Life is serious. We get shaken up by reality so hard that we often forget to laugh. Or to release. The past year has been quite strenuous to say the least. Yes, I did not have a steady job to call my own but that’s not the only sources of tension in one’s life. I was confused. Watching everything fall in to place for other people but myself. Insecurity building up as more and more rejections came my way. Nothing fit. Nothing was meant for me. So I just sat there, drowning my tears in alcohol while everyone else was laughing around me. I tried not to talk about it. I let it fester inside until my ulcer redeveloped itself like the debilitating disease that it is. Forgot to eat. Forgot to smile. I just downed my next drink over the music that would capture my mood.

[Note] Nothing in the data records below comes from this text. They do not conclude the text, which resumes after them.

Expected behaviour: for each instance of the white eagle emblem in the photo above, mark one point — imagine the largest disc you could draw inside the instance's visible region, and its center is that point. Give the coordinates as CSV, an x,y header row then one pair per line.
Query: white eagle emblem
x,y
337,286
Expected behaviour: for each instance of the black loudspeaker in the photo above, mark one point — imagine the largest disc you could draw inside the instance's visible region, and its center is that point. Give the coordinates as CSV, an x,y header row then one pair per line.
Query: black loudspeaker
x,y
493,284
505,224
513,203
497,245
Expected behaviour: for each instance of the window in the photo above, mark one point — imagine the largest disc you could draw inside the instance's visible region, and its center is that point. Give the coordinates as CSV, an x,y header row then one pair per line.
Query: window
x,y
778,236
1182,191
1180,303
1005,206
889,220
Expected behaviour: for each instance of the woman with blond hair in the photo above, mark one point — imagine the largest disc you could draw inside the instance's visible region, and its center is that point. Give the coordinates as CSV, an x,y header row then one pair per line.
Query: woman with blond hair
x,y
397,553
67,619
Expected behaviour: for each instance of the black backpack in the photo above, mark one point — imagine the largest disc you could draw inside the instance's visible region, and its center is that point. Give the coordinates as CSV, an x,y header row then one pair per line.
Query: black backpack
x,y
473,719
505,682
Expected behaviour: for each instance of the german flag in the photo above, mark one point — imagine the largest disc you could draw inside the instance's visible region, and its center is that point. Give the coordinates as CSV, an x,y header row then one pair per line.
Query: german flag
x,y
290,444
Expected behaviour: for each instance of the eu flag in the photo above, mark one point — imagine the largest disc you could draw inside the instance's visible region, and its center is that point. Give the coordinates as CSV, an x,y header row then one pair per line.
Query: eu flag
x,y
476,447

But I say this all in the past tense. It was the year 2005 where I got thrown into the flames and came out fleshless. Vulnerable and sensitive. Painful. (Yes, I watched V for Vendetta also) But now there is a different challenge. To recreate the outlay that protects. That which shields me from my own devices. And to start from scratch (ow) is an equally different task. Coupled with more challenges that come by each day, it’s no wonder a lot of people break down each day. For different reasons. For different situations, most of which are beyond our control.
I feel like a baby just learning to stand up. Trying to get the signs within the words. Trying to sense the emotion behind closed doors. Trying to enjoy the experience of understanding and discovering this pristine thing.
I remember thinking I’ll go on forever only knowing I’ll see you again But I know The touch of you is so hard to remember But like that touch I know no other And for sure we have danced In the risk of each other Would you like to dance around the world with me
I’ll be falling all about my own thing And I know you're the heaviest weight When your not here that’s hung around my head And your lips burn wild Thrown from the face of a child And in your eyes The seeing of the greatest few Do what you will, always Walk where you like, your steps Do as you please, I’ll back you up.
I remember thinking Sometimes we walk Sometimes we run away But I know No matter how fast we are running Somehow we keep up with each other.